Table 2 compares our method with two variants of DVBPR method (Kang et al., 2017). The first variant of the baseline is the personalized one, where the generator learns to optimize the user preference score, and the second one is the random one, where the main goal of the generator is to only optimize the quality of the generated images. As can be seen, our method obtains a mean preference score of 8.97, thus improving by 16.7% over the mean preference score of 7.68 obtained by the personalized variant of Kang et al. (2017). Similarly, our methodology which is generating personalized images obtains a mean diversity (opposite SSIM) score of 0.63, thus improving by 12.5% over the non-personalized variant of Kang et al. (2017) and by 18.8% over the personalized variant of Kang et al. (2017). Furthermore, our method outperforms (Kang et al., 2017) personalized method by 7.4%. Figure 4 compares the images generated for the above-explained experiment using our method and Kang et al. (2017) personalized method. Here, we see that, due to our proposed latent shifting: images generated using our method have a lot of variety in aesthetical aspects when compared to Kang et al. (2017).

Since our method can also work on item level, i.e., has the ability to generate various images with high user preference for a randomly sampled user, we also perform item level experiments. Table 3 depicts the results of the item-level experiments, we perform with our method, where we first sample a randomly chosen user along with one preferred and one unpreferred item image and then generate novel images with our method. As can be seen in Table 3 for unpreferred items our method can generate unique, realistic images that obtain a mean incremental preference score shift (base image preference - generated image preference score) of 7.31. This signifies that in an ideal situation, any seller can use our method to make modifications to their item leading to improved rank in the user preference list. Qualitatively, Fig. 5 depicts the images generated around a given object with high user preference, as can be seen, our base item image is really close to the original item image. Moreover, there is a lot of variety in the shifted item image set aesthetically. Interestingly we also see a few images that are not related to the actual ground truth image. We believe that is happening because there is no constraint except for the search radius limitation on shifted images. Thus, a potential area to explore in the future.

Additionally, we also perform a more real-life experiment to bring out the pragmatic capabilities of our approach. Firstly, we perform various tests on our approach against mutually exclusive datasets. For this, we divide the Amazon-fashion dataset (McAuley et al., 2015) into three major segments, i.e., shirts, footwear, and trousers. Table 4 provides the results in line with metrics discussed in ‘Evaluation’. As seen in Table 4 our approach provides a mean incremental preference score shift (base image preference–generated image preference score) of 7.3 across different subsets of data. Thus establishing that our approach is highly transferable.
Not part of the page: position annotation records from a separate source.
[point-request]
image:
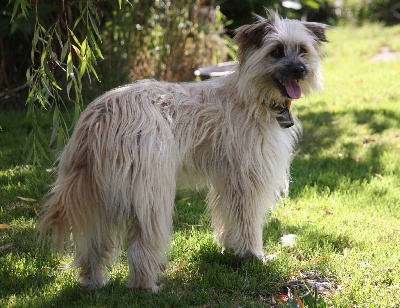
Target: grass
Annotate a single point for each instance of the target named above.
(344, 207)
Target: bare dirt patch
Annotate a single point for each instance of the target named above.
(385, 54)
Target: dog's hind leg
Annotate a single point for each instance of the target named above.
(147, 254)
(94, 250)
(236, 219)
(154, 192)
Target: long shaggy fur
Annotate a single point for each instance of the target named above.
(118, 173)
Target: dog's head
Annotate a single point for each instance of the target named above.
(279, 59)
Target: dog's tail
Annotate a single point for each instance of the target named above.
(70, 204)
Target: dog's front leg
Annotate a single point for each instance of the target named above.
(237, 217)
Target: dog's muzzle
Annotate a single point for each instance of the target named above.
(284, 117)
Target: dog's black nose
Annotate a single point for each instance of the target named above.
(298, 71)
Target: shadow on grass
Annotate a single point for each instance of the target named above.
(321, 134)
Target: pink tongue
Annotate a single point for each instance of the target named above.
(293, 89)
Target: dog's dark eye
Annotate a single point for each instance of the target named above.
(303, 50)
(278, 52)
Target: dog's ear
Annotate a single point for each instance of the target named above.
(317, 29)
(252, 36)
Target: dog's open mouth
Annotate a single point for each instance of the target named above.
(289, 88)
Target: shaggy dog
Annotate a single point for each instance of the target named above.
(131, 147)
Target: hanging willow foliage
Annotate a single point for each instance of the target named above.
(70, 43)
(166, 40)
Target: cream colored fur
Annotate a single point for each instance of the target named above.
(119, 171)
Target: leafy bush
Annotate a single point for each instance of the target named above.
(63, 45)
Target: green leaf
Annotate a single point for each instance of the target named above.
(64, 51)
(93, 44)
(69, 85)
(94, 26)
(70, 67)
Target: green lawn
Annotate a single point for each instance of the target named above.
(344, 207)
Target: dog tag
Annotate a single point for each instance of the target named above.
(284, 118)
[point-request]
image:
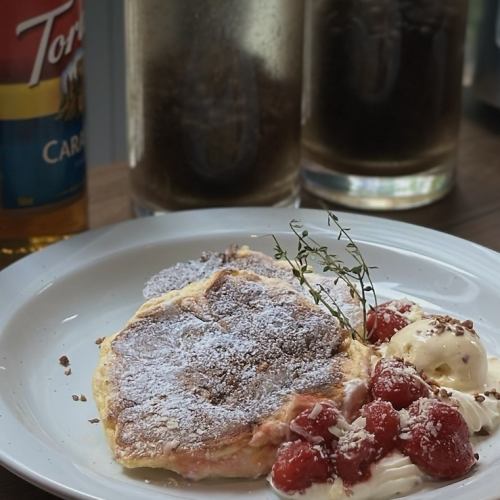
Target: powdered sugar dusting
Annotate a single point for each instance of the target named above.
(184, 273)
(216, 364)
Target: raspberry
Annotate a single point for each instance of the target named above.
(382, 420)
(355, 453)
(298, 465)
(437, 440)
(313, 424)
(385, 320)
(394, 381)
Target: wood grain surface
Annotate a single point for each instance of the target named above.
(471, 211)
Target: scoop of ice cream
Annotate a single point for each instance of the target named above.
(445, 349)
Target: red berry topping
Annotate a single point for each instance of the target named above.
(399, 383)
(382, 420)
(386, 319)
(437, 440)
(356, 451)
(298, 465)
(313, 424)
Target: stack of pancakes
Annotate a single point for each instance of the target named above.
(205, 377)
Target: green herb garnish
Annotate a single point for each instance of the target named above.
(357, 278)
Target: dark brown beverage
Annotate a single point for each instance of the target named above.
(218, 118)
(384, 85)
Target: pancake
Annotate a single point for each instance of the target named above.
(243, 258)
(204, 380)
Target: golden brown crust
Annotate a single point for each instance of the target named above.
(240, 435)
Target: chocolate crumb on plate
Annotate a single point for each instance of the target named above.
(64, 361)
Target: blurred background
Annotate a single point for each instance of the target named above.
(105, 70)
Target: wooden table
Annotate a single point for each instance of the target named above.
(471, 211)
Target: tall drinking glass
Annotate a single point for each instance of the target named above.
(382, 100)
(214, 91)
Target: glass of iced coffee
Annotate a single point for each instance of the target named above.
(382, 100)
(214, 102)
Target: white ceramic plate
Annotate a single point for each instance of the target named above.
(59, 301)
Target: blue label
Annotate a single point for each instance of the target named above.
(42, 161)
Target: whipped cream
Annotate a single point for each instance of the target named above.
(479, 411)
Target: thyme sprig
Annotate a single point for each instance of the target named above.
(356, 277)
Another major real-life scenario is where a seller has to modify its product such that the product has a high preference across a large number of users (not just one). To test our approach for such a scenario we randomly sample different subsets of users of size n = {1, 5, 10, 50, 100, 500, 1000, 10000}. Table 5 depicts the results of this experiment, Here one can see that our approach for user counts greater than 10 (Fig. 6) provides a constant mean incremental preference score shift (base image preference–generated image preference score) of 3.2 without affecting the quality of the image depicted by the FID, Inception Score metric.